Research Agent → searchPapers → Code Discovery (paperExtractUrls → paperFindGithubRepo → githubRepoInspect) → researcher gets runnable scripts modeling pyrrole formation kinetics from Ning et al. (2019)-linked repos.

Automated Workflows

Deep Research workflow scans 50+ PA papers via searchPapers → citationGraph, producing structured toxicology reports with GRADE-scored mechanisms from Stickel et al. (2000). DeepScan applies 7-step analysis to Yang et al. (2019), verifying N-oxide reduction with CoVe checkpoints and Python stats. Theorizer generates hypotheses on human CYP variations from Ning et al. (2019) and Sehlmeyer et al. (2010).

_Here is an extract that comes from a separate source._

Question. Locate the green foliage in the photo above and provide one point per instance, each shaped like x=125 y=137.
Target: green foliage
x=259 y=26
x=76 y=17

Try Doxa for Pyrrolizidine Alkaloids Metabolism Research

Frequently Asked Questions

What defines pyrrolizidine alkaloids metabolism?

Cytochrome P450 bioactivation of PAs to pyrrole metabolites in liver, with species-specific detoxification like flavin monooxygenases (Yang et al., 2019; Sehlmeyer et al., 2010).

What are key methods in PA metabolism research?

In vitro-in silico modeling predicts toxicity (Ning et al., 2019); gene expression profiling reveals mechanisms (Mei et al., 2007); CYP induction assays quantify activation (Gordon et al., 2000).

What are major papers on PA hepatotoxicity?

Stickel et al. (2000, 153 citations) overviews botanicals; Yang et al. (2019, 71 citations) details N-oxide biotransformation; Ning et al. (2019, 48 citations) models inter-species differences.

What open problems exist in PA metabolism?

Inter-ethnic human variations in CYP activity need prediction (Ning et al., 2019); extrahepatic pyrrole formation requires quantification; gut microbiome roles in N-oxide reduction remain underexplored (Yang et al., 2019).